メイディア『もうすぐだわ。もうすぐ……魔法が撃てる! ワタクシにはわかる、力が蘇って来る。ワタクシはこのままで終わらない。終わってなるものですか』

 

 ニケの持ちかけた実験に考える暇もなく彼女は首を縦に振っていた。

 魔力が戻るならば、どんなことでもするつもりでいた。

 ただ逃げ込んだ先の養成所でどうしてこんなに頑張る必要があるのかと言えば、首をかしげてしまう。

 けれど、彼女の持ち前の意地は彼女を休ませようとはしなかった。

 何かに追い立てられるように真夜中まで呪文を唱え続ける。

 日中の授業にも手を抜かない。

 薬師ミハイルの作ってくれた滋養薬を片手に日々、精神と魂を削って訓練に明け暮れた。


▽つづきはこちら

 

クレス「よくやるよ」

 

 呆れてクレスが肩をすくめる。

 

カイル「目の回り、真っ黒だったぜ。クマクマ。髪もバッサリ切っちゃって……ブッサイクになったよなー」

 

 続いてカイルが悪態をつく。

 

リク「どうしてああまでできるんだろうね」

 

 机にひじをついた格好で、だらしなくリクがつぶやいた。

 

リク「俺も近頃、負けるの嫌だなって感覚がようやく芽生えて来たところだったんだけど……」

カイル「……お前、嫌みなヤツだな。いちいち」

リク「あそこまで必死にはならないなって思う」

クレス「どこにもいないよ、あんなにガリガリに痩せてまで訓練してる奴。ああなっちゃったら、逆効果だからな」

リク「だよね」

カイル「止めるつもりないのかな、シズカちゃん」

リク「先生は………どうだろう。何を考えているのか、さっぱりつかめないからなぁ」

クレス「冷たいんだよ。どーせ何も考えちゃいないのさ、俺たちのことなんて」

リク「そうかな。そんなことはないと思うけど……」

 

 とは言ったものの、レヴィアスのところに移籍の話が出たときには、ほとんど関心を示してくれていなかったような気がしてならない。

 レクはそんなことはないと言ってくれていたけど。

 

クレス「そうだよ。試験だって熱心に見てる様子全然なかったじゃん」

カイル「不服なのか」

クレス「べっつにー!」

 

 開始合図の鐘が鳴らされ、教官が入ってくるとそれまでおしゃべりに興じていた生徒達も口をつぐんだ。

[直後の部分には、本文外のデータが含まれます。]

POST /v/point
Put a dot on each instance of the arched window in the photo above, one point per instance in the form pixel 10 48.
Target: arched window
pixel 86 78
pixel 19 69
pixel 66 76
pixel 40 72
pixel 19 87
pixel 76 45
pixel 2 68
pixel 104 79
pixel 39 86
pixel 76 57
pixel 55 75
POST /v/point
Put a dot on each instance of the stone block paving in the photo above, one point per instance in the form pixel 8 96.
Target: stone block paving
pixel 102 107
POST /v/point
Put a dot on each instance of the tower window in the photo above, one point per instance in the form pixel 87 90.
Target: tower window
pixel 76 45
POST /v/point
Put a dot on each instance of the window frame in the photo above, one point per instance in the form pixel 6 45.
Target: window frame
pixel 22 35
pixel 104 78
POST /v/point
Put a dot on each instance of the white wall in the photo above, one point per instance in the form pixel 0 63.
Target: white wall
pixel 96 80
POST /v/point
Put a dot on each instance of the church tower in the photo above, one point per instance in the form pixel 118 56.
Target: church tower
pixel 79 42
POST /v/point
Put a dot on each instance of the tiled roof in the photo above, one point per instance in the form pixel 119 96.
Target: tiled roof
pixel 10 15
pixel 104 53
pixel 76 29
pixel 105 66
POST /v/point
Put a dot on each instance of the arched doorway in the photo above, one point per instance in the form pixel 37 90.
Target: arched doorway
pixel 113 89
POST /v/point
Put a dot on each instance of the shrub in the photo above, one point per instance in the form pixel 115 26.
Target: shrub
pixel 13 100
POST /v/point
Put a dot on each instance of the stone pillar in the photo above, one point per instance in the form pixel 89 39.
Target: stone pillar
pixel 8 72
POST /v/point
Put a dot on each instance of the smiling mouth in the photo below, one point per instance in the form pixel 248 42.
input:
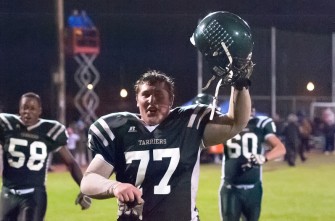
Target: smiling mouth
pixel 151 110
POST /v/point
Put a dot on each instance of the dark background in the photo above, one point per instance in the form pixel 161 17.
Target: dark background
pixel 138 35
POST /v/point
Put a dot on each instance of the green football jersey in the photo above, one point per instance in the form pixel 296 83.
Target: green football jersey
pixel 162 161
pixel 238 150
pixel 26 149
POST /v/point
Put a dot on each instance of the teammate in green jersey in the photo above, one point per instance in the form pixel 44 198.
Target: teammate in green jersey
pixel 27 141
pixel 244 154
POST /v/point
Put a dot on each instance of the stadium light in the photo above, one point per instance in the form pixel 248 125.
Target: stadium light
pixel 123 93
pixel 310 86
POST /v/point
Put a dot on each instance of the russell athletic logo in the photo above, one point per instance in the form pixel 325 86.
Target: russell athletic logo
pixel 132 129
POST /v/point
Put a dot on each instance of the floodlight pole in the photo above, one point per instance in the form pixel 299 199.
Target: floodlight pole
pixel 273 71
pixel 61 87
pixel 333 67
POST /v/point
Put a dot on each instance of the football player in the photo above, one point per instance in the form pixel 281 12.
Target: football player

 入ってきた教官は黒板に「自習」とそっけなく書くとまた出て行ってしまう。

 

クレス「何かあったのかな?」

リク「さぁ」

 

 目を横にずらせば、珍しく、隣の彼女の指定席が空席のままだった。

 また倒れたのかと思い、リクは小さくため息をついた。

 

 

 そのメイディア。

 横たわってはいたが、場所は医務室ではなかった。

 普段は使用されない地下の特別魔導室の床に描かれた複雑な紋様の魔法陣の中にいたのだ。

 ニケを含め、13人の高等白魔術師が一定の距離を保って円を囲い、立ち並んでいる。

 離れたところにもう12人が控えていた。

 この24人の白魔術師たちは、ニケの招集で集められた白薔薇騎士団高位の者たちである。

 

ニケ「これより、彼女の深層精神に接触を試みる」

 

 薄暗い室内を蝋燭の明かりが頼りなく照らす。

 石作りの内部は壁に天井にぎっしりと古代文字が書かれている。

 使用用途がめったにないこの部屋の空気は、淀んでカビと湿気の匂いが充満していた。

 壁沿いには養成所の教官魔術師がズラリと勢揃い。

 今まで試みたことのない大魔法を12賢者のニケが試そうとしているのだ。

 立ち会わないわけにはいかないと、全校の教官たちが授業を放って馳せ参じたのである。

 その中に被験者を受け持つ教官・氷鎖女もいる。

 

氷鎖女『よくもまぁ、人様に自分の心内を探らせるまねを許すものだ』

 

 氷鎖女は迷いなく契約書にサインした女生徒の無鉄砲に舌を巻いていた。

 自分だったら、絶対に、何があろうとも立ち入らせはしない。

 この実験に賛成ではなかった彼は、年頃の乙女だ、知られて困ることもあろうと説得にかかったが、彼女はすでに恥はかき通して外にさらしてきたから今更どういうこともないと言い切った。

 

氷鎖女『本人が言うならそれもいいが……』

 

 魔法が失敗すれば、精神崩壊もありうる。

 眠りの魔法にかかったまま、永遠に目覚めないかしれない。

 そのための契約書だが、これを知れば両親はどんな顔をするだろうか。

 

氷鎖女『それにニケ殿もニケ殿だ』

 

 この魔法は一人の精神にもう一人が波長を合わせて、合体するのだ。

 別々の人間が魂を共有するのは、非常に危うい行為である。

 肉体という鎧がない部分にもぐりこむ過程で、どちらかがどちらかに影響を与え、取り込まれてしまう危険性もある。

 そんな危ない橋をニケは自ら渡ろうというのだ。

 確かに精神的に成熟し、技術も他者をはるかに凌駕した大魔法使いニケ=アルカイックの他に適任者はいないかもしれない。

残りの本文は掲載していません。